More than 100 physiotherapists from around the globe are a part of the ongoing Winter Olympics at Vancouver. As the athletes compete for the honours and medals, the physiotherapists are kept busy with the sporting injuries, which unfortunately form a part of any sporting event. Today, at Spotlight, we endeavour to enlist all the games and their most common sporting injuries.
1. Alpine or Cross country Skiing – Alpine Skiing is the sport of sliding down snow-covered hills on skis with fixed-heel bindings. Alpine skiing can be contrasted with nordic skiing – such as cross-country, ski jumping and Telemark – in which skiers use free-heel bindings. The most common injuries include those of knee, head and face, shoulder, foot and ankle, wrist and hand in the order of occurrence. Of these, sprains form the major segment of the injuries, with ACL injuries topping the list. In addition, fractures and lacerations are other common injuries in this exciting sport. Thus physiotherapists play a role from initial prevention of injuries using strengthening and postural techniques, providing braces and supports as required to post fracture rehabilitation.

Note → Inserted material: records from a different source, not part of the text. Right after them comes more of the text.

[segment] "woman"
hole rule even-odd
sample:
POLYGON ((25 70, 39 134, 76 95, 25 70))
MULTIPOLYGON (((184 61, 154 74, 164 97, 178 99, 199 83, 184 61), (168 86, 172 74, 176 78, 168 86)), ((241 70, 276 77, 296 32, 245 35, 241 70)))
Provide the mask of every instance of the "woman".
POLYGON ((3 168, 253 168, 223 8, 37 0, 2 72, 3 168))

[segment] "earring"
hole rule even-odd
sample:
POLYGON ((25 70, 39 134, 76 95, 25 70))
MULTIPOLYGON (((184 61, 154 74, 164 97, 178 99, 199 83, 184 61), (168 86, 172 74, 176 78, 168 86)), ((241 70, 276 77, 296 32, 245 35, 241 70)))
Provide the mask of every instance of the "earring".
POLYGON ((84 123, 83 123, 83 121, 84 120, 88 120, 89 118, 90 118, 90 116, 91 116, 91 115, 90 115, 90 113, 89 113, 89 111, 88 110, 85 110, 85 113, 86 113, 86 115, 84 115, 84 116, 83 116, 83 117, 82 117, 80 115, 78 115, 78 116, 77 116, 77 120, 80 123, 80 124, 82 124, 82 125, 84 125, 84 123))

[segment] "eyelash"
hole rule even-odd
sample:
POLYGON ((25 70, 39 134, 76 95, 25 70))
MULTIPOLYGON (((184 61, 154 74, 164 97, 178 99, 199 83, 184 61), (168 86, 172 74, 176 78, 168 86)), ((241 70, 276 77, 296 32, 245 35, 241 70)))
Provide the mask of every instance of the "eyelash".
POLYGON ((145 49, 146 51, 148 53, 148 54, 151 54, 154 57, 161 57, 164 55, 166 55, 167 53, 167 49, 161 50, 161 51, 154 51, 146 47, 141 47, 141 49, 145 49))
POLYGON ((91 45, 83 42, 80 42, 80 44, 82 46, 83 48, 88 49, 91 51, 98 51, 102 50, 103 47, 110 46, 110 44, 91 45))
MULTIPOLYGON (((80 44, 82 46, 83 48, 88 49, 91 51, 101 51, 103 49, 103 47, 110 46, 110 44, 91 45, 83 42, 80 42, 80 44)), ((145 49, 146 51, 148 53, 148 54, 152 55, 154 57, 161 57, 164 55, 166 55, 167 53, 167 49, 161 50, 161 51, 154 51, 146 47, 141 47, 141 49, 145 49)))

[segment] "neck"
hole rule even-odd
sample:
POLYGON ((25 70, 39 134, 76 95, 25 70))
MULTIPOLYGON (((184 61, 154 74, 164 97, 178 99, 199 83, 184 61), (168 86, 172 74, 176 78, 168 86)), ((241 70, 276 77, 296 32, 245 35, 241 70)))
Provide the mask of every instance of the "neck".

2. Biathlon- This is a sport which combines cross country skiing with rifle shooting competition. It can be played as either an individual or relay event. Cross country skiing truly provides a full-body workout and the athletes must be in optimal condition. Additionally, they must stop and calm enough to be sharpshooters. In addition to the above mentioned skiing injuries, other common injuries include common running injuries like medial-tibial stress syndrome, also known as shin splints, and Achilles tendinitis. High speed collision injuries leading to whiplash are also not uncommon.
3. Bobsleigh, Luge or Skeleton - Bobsleigh, bobsled or bobsledge is a winter sport in which teams of two or four make timed runs down narrow, twisting, banked, iced tracks in a gravity-powered sled. In Vancouver Olympics, three types of events are being held, men and women two- person format and a men’s four person format. In Luge and skeleton, single events are also held.
In addition to the running injuries, falls off the sled and crashes are also very common, sometimes leading to serious brain injuries. Through specific focus on biomechanics, a physiotherapist can play a key role in preventing injuries.
4. Curling - Curling is a team Olympic sport in which stones are slid across a sheet of carefully prepared ice towards a target area. It is related to lawn bowling, boule and shuffleboard. Knee, back and shoulder pain are common symptoms experienced by curling participants, due to the sweeping motion, which involves repetitive upper limb movements, and the delivery position which requires sustained knee and low back flexion.
5. Figure skating- It is an Olympic sport in which individuals, pairs, or groups perform spins, jumps, footwork and other intricate and challenging moves on ice. involves balance, flexibility, strength (the male in a skating duo may have to lift and hold the female skater above his head), explosive power when launching into a jump, and the jarring impact of touchdown from a jump. All these can stress the muscles, bones, joints, and skin, and so can produce injuries. The most common injuries are to the knees during twisting movements, wrists taking the stress during a fall or hip and foot injuries. Physiotherapists can play a major role in prevention of such injuries through conditioning programs and balance training.
6. Ice Hockey - Ice hockey is a team sport played on ice, in which skaters use sticks to direct a puck into the opposing team's goal. Ice hockey is a full contact sport and carries a high risk of injury. Not only are the players moving at around 20–30 miles an hour (32 - 48 kilometers per hour), quite a bit of the game revolves around the physical contact between the players. Skate blades, hockey sticks, shoulders, hips, and hockey pucks all contribute. The number of injuries is quite high and includes lacerations, concussions, contusions, ligament tears, broken bones, hyper-extensions and muscle strains.
7. Ski Jumping - Ski jumping is a sport in which skiers go down a take-off ramp (the jump), attempting to fly as far as possible. In addition to the length that skiers jump, judges give points for style. Head and neck injuries along with lower limb fractures form the most common group of injuries for this group of sports- persons.
The adrenaline and excitement associated with these fast paced games is not without its inherent dangers and injuries. An expert physiotherapist with a team helps provide information about prevention of injuries, adequate pre and post game training and support and also enhances the recovery after an accident.